Jalan menyusuri Joyama Park menghantarkan kami hingga tiba di Joyama Zoo yang merupakan kebun binatang mini tanpa tiket masuk alias gratis. Meskipun luasnya terbilang kecil, koleksi binatang di sini lumayan beragam, mulai dari unggas hingga singa laut. Kami pun dapat menyaksikan monyet bermuka merah (Macaca fuscata) yang hanya terdapat di Jepang. Biasanya turis bepergian hingga ke Jigokudani Monkey Park yang berjarak satu jam perjalanan dari kota Nagano untuk melihat monyet-monyet ini berendam di kolam air panas. Pengunjung kebun binatang rata-rata adalah orang tua muda membawa anak kecil. Jadi kami tidak hanya bisa melihat binatang-binatang yang lucu, tapi juga anak-anak kecil Jepang yang sangat imut. Tepat di samping kebun binatang terdapat Youth Science Center dan Shinano Shokonsha Shrine, sebuah kuil Shinto yang lagi-lagi terlihat sudah tidak terpakai.

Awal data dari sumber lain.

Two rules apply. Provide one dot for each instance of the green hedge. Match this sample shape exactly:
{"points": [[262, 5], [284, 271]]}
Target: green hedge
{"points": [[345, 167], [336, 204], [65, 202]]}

Sekawanan monyet salju bermuka merah di Joyama Zoo

Menyaksikan singa laut yang sedang diberi makan seember ikan segar

Bertolak dari kebun binatang, kami lanjut berjalan melewati pemukiman penduduk hingga tiba di persimpangan di mana kami melihat sebuah gereja di sebelah kiri dan minimarket Lawson di sebelah kanan. Dari situ, jalanan mulai terus menanjak. Tanpa rencana sebelumnya, kami nekat jalan kaki naik ke atas bukit. Hanya berbekal Google Map di hape kamu pun menembus jalan-jalan kecil perkebunan apel hingga sampai di depan sebuah gerbang kuil Shinto. Harusnya kami tinggal mengikuti jalan raya untuk sampai di Jitsukiyama Park. Namun, kami malah melewati gerbang Shinto yang membawa kami pada jalur pendakian hutan. 

Tak seberapa jauh kami pun tiba di Komagatatake Komayumi Shrine yang sepertinya merupakan tempat berdoa bagi para pendaki. Kuil-kuil Shinto yang kami kunjungi hari ini semuanya terkesan angker, apalagi yang satu ini. Letaknya yang jauh dari keramaian ditambah batu besar di depan bangunan kuil yang diikat dengan tali cukup membuat bulu kuduk merinding. Tak mau lama-lama di tempat seperti itu, kami lanjut berjalan.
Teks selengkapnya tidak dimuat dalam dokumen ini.